According to the Center, Manuela was never given an opportunity to speak to her lawyer or to appeal the decision, and she ultimately died of Hodgkin’s lymphoma while imprisoned in 2010. The Center says she wasn’t treated for the disease until it was too late.

Abortion in El Salvador has been criminalized in all circumstances for the past two decades, after the country’s legislature decreed that life begins at conception. Its restrictive statute holds that pregnancies must be carried to term, regardless if a woman has been raped, if her health or life is at risk, or if the fetus is deformed.

“We’re really excited because we have been waiting for an admission of the case since 2012,” Catalina Martínez Coral, the Center’s regional director for Latin America and the Caribbean, told VICE News. The Center, working with the Salvadoran advocacy group Agrupación Ciudadana por la Despenalización del Aborto (Citizens’ Coalition for the Decriminalization of Abortion), first filed a petition on behalf of Manuela and her surviving family five years ago. “This is a huge step and this is a very good moment to have this decision.”

In late 2016, a parliamentary bill was introduced to allow abortion in certain circumstances, such as if the fetus isn’t viable or if continuing the pregnancy threatens the mother’s health, but it “faces serious political opposition,” according to Sarah Taylor of Human Rights Watch.

“So the challenge is to create a lot of pressure in order for the congress to respond to this,” Martínez explained. A ruling in Manuela’s favor from the Inter-American Commission on Human Rights could accomplish just that, she said, as the organization may recommend that the El Salvador decriminalize abortion or strengthen measures to protect female patients’ privacy. Just last month, the United Nations Committee on the Elimination of Discrimination Against Women also called on the country to allow abortion in some cases.

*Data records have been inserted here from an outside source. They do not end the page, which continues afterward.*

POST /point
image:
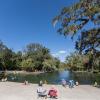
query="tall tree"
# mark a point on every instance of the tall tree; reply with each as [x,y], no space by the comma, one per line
[73,20]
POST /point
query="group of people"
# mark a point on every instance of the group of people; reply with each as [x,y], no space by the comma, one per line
[42,92]
[70,83]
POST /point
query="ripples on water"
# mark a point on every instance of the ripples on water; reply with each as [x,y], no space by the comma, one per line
[55,77]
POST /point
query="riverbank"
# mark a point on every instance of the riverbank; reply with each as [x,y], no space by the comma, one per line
[23,72]
[18,91]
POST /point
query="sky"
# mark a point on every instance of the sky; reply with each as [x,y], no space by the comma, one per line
[30,21]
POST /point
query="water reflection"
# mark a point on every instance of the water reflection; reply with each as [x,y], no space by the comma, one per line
[54,77]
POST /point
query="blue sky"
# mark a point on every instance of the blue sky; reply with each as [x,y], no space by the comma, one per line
[30,21]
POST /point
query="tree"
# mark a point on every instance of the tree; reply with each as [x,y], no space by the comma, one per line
[75,17]
[38,54]
[73,20]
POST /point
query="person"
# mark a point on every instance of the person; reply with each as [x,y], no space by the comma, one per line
[26,82]
[95,84]
[45,82]
[42,92]
[71,83]
[41,83]
[64,83]
[53,93]
[77,83]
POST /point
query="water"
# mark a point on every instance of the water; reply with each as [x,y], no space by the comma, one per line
[55,77]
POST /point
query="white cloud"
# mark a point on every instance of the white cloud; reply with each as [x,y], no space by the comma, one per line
[62,52]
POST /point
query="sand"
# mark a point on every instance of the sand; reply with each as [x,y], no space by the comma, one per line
[19,91]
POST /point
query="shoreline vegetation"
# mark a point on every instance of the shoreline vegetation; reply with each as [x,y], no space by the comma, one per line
[77,93]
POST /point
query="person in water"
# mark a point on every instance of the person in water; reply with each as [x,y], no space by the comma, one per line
[41,83]
[64,83]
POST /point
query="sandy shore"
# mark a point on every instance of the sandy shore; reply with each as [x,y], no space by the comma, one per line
[18,91]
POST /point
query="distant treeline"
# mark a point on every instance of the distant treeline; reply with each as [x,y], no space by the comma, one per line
[34,57]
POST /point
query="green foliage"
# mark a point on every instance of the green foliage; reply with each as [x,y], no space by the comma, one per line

It’s not the first time the commission has waded into the debate. In 2013, El Salvador refused to allow a 22-year-old woman to end her non-viable pregnancy even as her health deteriorated. The commission stepped in and ordered El Salvador to allow doctors to take care of her. The country eventually allowed the woman to have a Cesarean section, but the Center says her health has yet to recover.

A handful of other countries also ban abortion, but the Center considers El Salvador to be the harshest enforcer. Between 2000 and 2011, 129 women were prosecuted for abortion-related crimes, the Center found. “In the most extreme cases, women have been incarcerated on charges of aggravated homicide, which carries a penalty of up 50 years in prison,” an Amnesty International report reads.

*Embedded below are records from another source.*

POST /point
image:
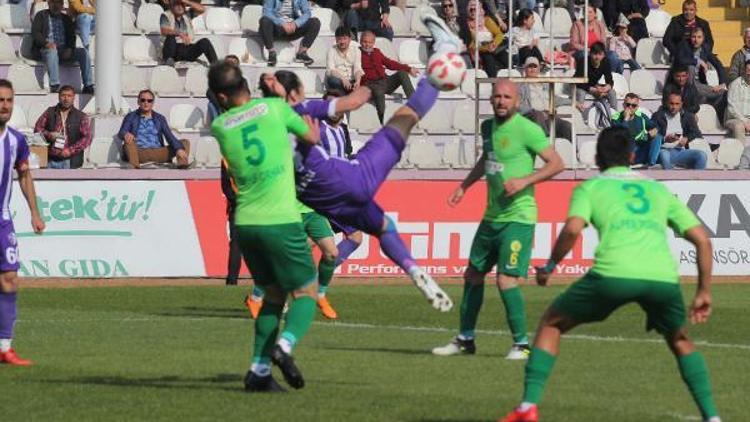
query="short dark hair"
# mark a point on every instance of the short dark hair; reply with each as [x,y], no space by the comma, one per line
[598,48]
[343,31]
[67,88]
[613,147]
[146,91]
[224,78]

This hasn’t stopped Salvadoran women from seeking abortions — roughly 20,000 took place between January 2005 and December 2008, according to health ministry statistics. But even if a patient has only miscarried or suffered some kind of obstetric problem, as Manuela allegedly did, doctors sometimes report their patients to the police for fear of prosecution, Coral explained. “Also, I think that there is a very big presence of gender stereotypes. They have to attend these women — that are in the majority of… cases, poor women — and they already think that these women it’s sure that she has had an abortion and they don’t even think that it could be an obstetric emergency.”

To bring attention to these wrongfully imprisoned women, the Center launched a campaign called “Las 17,” highlighting the cases of 17 women who suffered miscarriages but who were convicted and sentenced to decades-long prison terms on abortion-related charges. In 2015, members of Congress wrote to then-Secretary of State John Kerry asking him to speak to Salvadoran officials about “Las 17,” but so far, only two of those women have been released from prison.

“She is one of Las 17 and she should still be with us today, but untreated cancer prevented her from continuing to fight for freedom,” Morena Herrera, executive director of Agrupación Ciudadana, said of Manuela in a statement. “Now we await justice and hope the Salvadoran government recognizes the human rights violations Manuela suffered for the sake of her dignity and her children.”